Hi all,
Our next meeting in the Information Theory and Applications seminar will
take place on Monday, March 4 at 10:00, in room A500.
The speaker is Alon Kipnis, who will tell us about uniformity testing from
a minimiax risk perspective.
See you there,
Or, Oron, Yuval and Alex
---------------------------------------------
*Title*: The minimax risk in testing uniformity under missing ball
alternatives
*Abstract*: We study the problem of "uniformity testing," i.e., testing the
goodness of fit of categorical data to the uniform distribution over the
categories. As a class of alternative hypotheses, we consider the removal
of an $\ell_p$ ball of radius $\epsilon$ around the uniform rate sequence
for $p \leq 2$. When the number of samples $n$ and number of categories $N$
go to infinity while $\epsilon$ is small, we show that the minimax risk
$R_\epsilon^*$ in testing based on the sample's histogram (number of absent
categories, singletons, collisions, ...) asymptotes to
$2\Phi(-n N^{2-2/p} \epsilon^2/\sqrt{8N})$; $\Phi(x)$ is the normal CDF. As
it turns out, the minimax test relies on collisions in the very small
sample limit but otherwise behaves like the chisquared test. Empirical
studies over a range of problem parameters show that our estimate is
accurate in finite samples and that the minimax test is significantly
better than the chisquared test or a test that only uses collisions.

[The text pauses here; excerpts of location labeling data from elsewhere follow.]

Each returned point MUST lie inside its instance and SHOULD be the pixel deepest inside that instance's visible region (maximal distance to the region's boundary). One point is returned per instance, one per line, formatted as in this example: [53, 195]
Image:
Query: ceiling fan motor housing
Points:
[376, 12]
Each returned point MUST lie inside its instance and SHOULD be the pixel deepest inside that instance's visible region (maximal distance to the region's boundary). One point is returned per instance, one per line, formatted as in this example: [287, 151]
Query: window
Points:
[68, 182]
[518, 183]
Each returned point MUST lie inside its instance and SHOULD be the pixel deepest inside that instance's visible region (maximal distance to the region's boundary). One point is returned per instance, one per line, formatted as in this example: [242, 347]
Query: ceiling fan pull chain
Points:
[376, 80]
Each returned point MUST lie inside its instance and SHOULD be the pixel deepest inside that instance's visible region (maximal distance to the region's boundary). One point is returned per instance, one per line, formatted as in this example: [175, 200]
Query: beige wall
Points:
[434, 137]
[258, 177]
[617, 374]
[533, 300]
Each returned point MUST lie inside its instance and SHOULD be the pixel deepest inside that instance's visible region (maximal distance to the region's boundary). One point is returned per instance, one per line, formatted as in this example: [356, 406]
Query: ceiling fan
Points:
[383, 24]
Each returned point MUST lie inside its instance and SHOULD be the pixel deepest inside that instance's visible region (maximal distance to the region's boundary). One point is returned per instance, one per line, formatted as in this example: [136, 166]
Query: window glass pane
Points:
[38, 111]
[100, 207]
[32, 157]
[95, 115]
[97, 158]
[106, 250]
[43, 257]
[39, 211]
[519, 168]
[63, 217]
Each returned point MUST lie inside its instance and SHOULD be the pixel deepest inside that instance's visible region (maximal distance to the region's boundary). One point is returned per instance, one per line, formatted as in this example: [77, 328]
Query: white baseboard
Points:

Our result settles several known challenges in uniformity and "identity"
testing from the last two decades. In particular, it allows the comparison
of the many estimators previously proposed for this problem at the constant
level rather than at the rate of convergence of the risk or the scaling
order of the sample complexity.
Our analysis introduces several new methods by adapting techniques
previously used by Ingster and Suslina for Gaussian signal detection.